Svetan me había advertido que el italiano era "un gran señor". Me puse camisa y corbata y me dirigí raudo a la tranquila cafetería próxima a Batthyány Tér. Tras una larga espera apareció un barbudo grasiento luciendo una vistosa camisa desabrochada hasta el ombligo y un pantalón corto. "Sono P.", me saludó. Durante más de dos horas permanecimos hablando, cada uno en su idioma pero sin grandes problemas de comprensión. Me habló con pasión de los años que había vivido en la India y con cierta ternura de N. y su familia. N. cometió una estupidez, algo propio de su juventud, la madre lo atribuía a las malas compañías como suele suceder en estos casos, pero podían caerle hasta cinco años de cárcel. El italiano enviaba semanalmente a la madre varias cartas en las que introducía algún billete de escaso valor de este modo si la carta se extraviaba no se perdía una cantidad importante. Me pareció un método extraño pero que revelaba el sentido de la amistad de P. "Desde hace tiempo no hay nada sexual con N." me confesó sin preguntarle. Alguna herencia mística de su pasado hindú, me dije.

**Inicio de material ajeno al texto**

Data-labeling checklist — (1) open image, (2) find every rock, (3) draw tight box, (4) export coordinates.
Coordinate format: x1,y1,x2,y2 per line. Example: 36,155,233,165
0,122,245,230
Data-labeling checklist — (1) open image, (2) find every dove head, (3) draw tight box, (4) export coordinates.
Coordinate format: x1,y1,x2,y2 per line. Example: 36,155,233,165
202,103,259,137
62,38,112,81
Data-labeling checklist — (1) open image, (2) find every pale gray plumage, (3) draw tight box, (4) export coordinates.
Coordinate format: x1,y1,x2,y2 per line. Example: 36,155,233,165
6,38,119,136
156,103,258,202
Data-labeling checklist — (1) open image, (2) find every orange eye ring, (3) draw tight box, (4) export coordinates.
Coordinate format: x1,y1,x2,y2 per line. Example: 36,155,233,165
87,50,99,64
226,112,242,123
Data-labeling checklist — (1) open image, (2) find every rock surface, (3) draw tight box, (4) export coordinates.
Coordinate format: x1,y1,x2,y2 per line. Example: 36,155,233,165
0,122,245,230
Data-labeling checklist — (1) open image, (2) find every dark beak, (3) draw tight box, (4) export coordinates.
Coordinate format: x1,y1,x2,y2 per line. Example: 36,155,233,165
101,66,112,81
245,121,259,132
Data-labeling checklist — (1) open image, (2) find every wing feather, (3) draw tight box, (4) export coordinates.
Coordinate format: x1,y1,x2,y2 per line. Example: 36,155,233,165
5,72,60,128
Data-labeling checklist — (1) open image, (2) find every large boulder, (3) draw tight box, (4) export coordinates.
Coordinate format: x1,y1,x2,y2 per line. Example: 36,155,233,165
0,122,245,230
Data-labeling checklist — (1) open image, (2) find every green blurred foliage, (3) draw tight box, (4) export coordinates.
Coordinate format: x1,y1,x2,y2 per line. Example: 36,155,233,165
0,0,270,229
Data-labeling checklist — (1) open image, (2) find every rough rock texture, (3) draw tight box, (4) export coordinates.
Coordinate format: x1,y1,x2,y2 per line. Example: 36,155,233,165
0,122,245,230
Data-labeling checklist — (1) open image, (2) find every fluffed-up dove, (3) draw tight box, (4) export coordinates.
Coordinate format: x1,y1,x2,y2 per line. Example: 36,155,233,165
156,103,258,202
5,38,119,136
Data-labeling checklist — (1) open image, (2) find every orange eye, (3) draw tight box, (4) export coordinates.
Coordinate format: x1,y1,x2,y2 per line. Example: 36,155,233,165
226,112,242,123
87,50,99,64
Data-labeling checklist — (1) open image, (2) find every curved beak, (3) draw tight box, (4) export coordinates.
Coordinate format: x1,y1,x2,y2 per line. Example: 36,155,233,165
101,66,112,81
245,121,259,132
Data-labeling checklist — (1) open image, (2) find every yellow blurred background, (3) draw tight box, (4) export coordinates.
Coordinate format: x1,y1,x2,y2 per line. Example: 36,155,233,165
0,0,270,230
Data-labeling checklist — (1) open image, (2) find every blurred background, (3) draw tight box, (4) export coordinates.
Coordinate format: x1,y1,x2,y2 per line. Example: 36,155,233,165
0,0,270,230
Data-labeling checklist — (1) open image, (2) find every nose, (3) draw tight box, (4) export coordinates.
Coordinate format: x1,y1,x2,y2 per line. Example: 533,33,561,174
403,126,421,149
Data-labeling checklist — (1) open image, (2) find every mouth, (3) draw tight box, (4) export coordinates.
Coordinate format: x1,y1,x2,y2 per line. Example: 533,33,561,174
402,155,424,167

Había citado a F. en la estación de una ciudad importante. De allí nos dirigimos hacia el norte, a una ciudad próxima al centro penintenciario. F. quiso conducir pero resultaba temible atravesando las pequeñas aldeas sin que se le ocurriese reducir la velocidad. Llegamos de anochecida, reservamos una habitación de hotel y preguntamos por un restaurante. Cenamos en una terraza que parecía animada, era julio y hacía mucho calor. F. era disciplinado, tenía un abundante cabello corto, color de lino, y unos pequeños ojos azules. Pensábamos cómo encontraríamos a N., nos entristecía enormemente tener que verle en ese lugar. En Budapest había trabajado y había sabido ahorrar, lamentablemente de regreso a su país había prestado dinero y había dilapidado el resto en negocios sin mucho sentido. Aquella noche hubiese resultado difícil conciliar el sueño sin la ayuda de F. que terminó por agotarme.

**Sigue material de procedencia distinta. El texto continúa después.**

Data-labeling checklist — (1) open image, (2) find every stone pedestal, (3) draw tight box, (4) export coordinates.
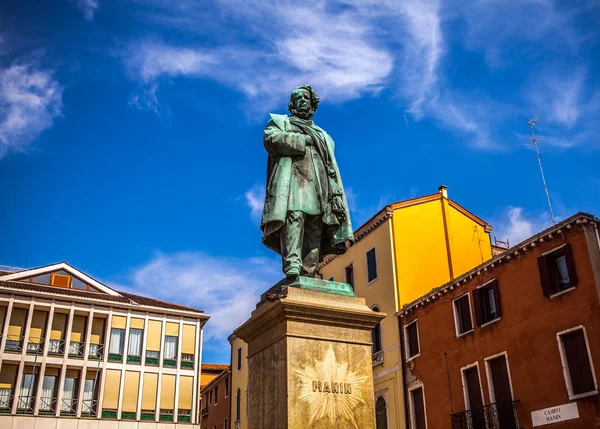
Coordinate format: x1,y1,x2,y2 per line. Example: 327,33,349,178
234,277,385,429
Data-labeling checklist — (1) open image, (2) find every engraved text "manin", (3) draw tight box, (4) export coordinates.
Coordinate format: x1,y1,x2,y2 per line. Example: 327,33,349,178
313,380,352,395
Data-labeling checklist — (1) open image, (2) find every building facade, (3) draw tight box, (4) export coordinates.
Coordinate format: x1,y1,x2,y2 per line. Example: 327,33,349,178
229,334,248,429
320,186,492,429
0,263,208,429
397,213,600,429
201,366,231,429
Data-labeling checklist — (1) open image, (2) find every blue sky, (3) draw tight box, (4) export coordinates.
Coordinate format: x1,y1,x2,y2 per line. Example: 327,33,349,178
0,0,600,362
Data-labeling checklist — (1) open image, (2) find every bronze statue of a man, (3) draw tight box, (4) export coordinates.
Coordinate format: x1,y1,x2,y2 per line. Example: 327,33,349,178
261,85,354,278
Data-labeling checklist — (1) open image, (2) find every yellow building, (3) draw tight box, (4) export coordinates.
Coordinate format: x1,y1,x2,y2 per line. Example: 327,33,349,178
0,263,208,429
319,186,492,429
229,334,248,429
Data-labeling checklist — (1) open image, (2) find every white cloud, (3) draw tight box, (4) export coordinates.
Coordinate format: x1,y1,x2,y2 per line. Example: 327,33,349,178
115,252,282,347
495,207,552,246
0,62,63,158
70,0,98,21
244,184,266,223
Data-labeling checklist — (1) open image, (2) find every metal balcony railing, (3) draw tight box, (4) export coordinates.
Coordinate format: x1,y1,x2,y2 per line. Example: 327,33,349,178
373,350,383,366
88,344,104,360
4,335,23,353
39,396,57,415
450,401,519,429
69,341,85,358
81,399,98,417
0,389,14,414
60,398,79,416
48,340,65,356
17,396,35,414
27,337,44,355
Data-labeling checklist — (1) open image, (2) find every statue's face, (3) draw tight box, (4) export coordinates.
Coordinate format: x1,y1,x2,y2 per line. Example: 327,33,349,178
292,89,312,113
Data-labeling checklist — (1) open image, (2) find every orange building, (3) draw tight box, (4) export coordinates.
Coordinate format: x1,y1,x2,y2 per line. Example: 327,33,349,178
396,213,600,429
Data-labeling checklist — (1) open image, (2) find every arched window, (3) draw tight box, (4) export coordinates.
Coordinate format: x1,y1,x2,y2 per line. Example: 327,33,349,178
235,389,242,421
375,396,387,429
371,306,382,354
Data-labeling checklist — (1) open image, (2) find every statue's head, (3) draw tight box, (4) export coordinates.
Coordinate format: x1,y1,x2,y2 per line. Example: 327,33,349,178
288,85,319,119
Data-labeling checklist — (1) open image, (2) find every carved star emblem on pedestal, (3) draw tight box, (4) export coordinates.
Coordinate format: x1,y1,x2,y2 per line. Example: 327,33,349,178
294,345,367,429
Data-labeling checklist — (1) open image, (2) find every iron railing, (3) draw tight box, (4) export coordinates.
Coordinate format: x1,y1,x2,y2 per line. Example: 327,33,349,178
60,398,79,416
48,340,65,356
39,396,57,415
88,344,104,360
373,350,383,366
17,395,35,414
0,389,14,414
69,341,85,358
27,337,44,355
4,335,23,352
81,399,98,417
450,401,519,429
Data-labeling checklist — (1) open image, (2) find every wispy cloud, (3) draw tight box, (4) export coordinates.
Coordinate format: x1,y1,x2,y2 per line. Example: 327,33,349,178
70,0,98,21
495,207,552,246
244,184,266,224
115,252,282,358
0,61,63,158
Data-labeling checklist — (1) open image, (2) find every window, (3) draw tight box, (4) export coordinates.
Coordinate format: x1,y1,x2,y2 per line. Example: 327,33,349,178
452,293,473,337
165,337,177,360
371,306,382,354
367,247,377,283
235,389,242,421
404,320,420,359
558,326,598,400
108,328,125,355
538,243,577,296
127,329,144,357
473,280,502,326
344,264,354,289
375,396,388,429
410,386,427,429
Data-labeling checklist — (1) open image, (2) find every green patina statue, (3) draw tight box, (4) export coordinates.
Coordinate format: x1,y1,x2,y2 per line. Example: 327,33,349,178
261,85,354,278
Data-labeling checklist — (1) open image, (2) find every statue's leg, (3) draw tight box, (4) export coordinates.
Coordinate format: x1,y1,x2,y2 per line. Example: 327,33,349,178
302,215,323,277
281,210,306,277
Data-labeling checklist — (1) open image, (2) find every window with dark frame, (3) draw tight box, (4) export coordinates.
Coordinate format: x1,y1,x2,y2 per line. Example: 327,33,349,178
538,243,577,296
344,264,354,289
560,329,597,395
473,280,502,326
371,307,383,354
367,247,377,283
453,293,473,335
404,320,420,359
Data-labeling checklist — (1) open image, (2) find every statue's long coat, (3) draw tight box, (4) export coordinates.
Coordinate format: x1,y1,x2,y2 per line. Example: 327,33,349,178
261,114,354,260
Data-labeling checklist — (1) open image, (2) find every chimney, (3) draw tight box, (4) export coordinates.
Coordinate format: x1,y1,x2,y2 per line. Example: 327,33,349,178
438,185,448,198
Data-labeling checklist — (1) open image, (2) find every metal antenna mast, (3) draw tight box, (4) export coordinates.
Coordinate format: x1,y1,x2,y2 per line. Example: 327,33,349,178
528,115,556,225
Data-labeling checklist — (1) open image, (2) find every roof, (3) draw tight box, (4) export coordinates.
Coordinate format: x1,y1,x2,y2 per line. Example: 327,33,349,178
0,262,208,317
319,187,492,270
396,212,600,317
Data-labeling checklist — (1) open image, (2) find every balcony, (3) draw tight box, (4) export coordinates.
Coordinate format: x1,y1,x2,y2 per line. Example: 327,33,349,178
69,341,85,359
48,340,65,356
27,337,44,355
4,335,23,353
0,388,14,414
373,350,383,367
17,396,35,414
88,344,104,360
39,396,57,416
450,401,519,429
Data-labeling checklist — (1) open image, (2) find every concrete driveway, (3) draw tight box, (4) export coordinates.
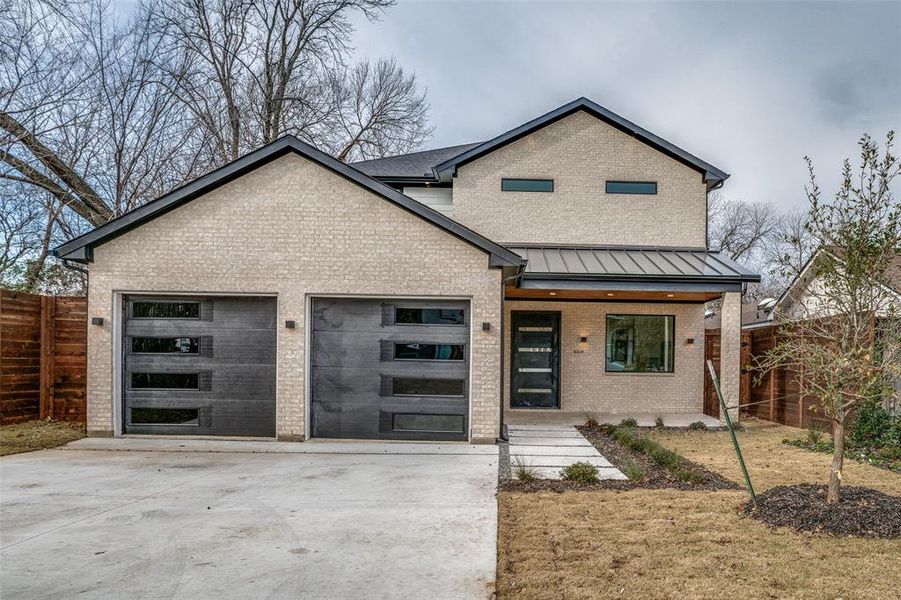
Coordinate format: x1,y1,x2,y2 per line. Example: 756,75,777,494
0,440,497,600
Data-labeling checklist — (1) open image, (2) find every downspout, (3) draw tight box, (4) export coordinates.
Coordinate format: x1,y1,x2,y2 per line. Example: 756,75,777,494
498,265,525,441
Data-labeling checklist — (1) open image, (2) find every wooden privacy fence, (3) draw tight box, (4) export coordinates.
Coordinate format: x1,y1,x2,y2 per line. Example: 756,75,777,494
0,290,87,425
704,325,832,430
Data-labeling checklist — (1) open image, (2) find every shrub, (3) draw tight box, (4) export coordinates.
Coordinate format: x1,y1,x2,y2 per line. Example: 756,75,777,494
620,458,644,481
513,456,538,482
848,401,901,448
560,461,598,483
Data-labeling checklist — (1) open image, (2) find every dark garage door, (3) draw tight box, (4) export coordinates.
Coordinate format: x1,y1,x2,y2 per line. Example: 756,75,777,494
311,298,470,440
123,296,276,437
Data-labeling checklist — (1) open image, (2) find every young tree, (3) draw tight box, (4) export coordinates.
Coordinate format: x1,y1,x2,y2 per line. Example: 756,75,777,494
759,132,901,503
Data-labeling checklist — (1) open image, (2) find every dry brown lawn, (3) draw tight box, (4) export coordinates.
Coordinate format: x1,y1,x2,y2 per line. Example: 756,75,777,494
497,422,901,599
0,421,84,456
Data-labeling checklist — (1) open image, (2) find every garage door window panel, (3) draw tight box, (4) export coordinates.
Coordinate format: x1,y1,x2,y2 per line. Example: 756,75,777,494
130,372,200,390
394,306,466,327
129,406,200,426
392,413,466,434
131,300,200,319
131,336,200,354
394,342,466,362
392,377,466,398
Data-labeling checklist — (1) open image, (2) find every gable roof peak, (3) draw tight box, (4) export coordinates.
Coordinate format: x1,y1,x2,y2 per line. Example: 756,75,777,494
433,96,729,190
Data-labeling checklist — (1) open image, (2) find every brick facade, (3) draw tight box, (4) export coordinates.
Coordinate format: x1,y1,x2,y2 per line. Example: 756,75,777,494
88,155,502,441
453,111,707,248
504,301,704,414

La cárcel era de alta seguridad y se hallaba en una isla en el curso del Danubio. Su nombre suscitaba aún temor en todo el país pues durante décadas había servido también de lugar de encierro y tortura de la disidencia al régimen totalitario. Los visitantes debíamos esperar en la orilla junto a un pequeño edificio donde los funcionarios inscribían nuestros nombres y el del interno que deseábamos visitar. Antes F. había decidido entrar en un pequeño comercio para comprar algunos embutidos para entregarlos a N. También recuerdo que durante la espera uno de los visitantes se acercó a F. rogándole que entregase a N. un cartón de tabaco para otro interno pues habría limitaciones y F. aceptó complaciente. Luego yo le pregunté si estaba tan seguro del contenido del cartón y, sin mediar palabra, F. se dio media vuelta para devolverlo a su dueño con una simple negación con la cabeza ante la incredulidad de éste. Al fin tras una larga espera bajo un sol inclemente pudimos ver a N. y hablar unos minutos con él. "Lo hice pero había bebido mucho" me confesó.

F. y yo pasamos un par de días en la capital antes de despedirnos. Una noche, tras una cena copiosa acompañada de alcohol, paseando por un animado bulevar se puso a tatarear una dulce cancioncilla rusa que se enseñaba a los niños en la escuela. Ya igrayu na gramoshke... Unos meses más tarde volví a ver a N., recién recobrada su libertad, y conocí a sus familiares. La madre me contó que el cartero llegó a preguntarle por la causa del furor epistolar que procedía de Italia. Más tarde, cuando se le permitió salir al exterior, vino él de visita pero había perdido aquella sonrisa que tanto más que en sus labios se hallaba en sus ojos y su mirada a menudo parecía extraviada. Además él ya no estaba en mi cabeza. Nada nos impedía volver al apartamento de la calle Lonyái pero yo sabía que es posible regresar a los lugares en los que hemos sido felices pero no a sus momentos.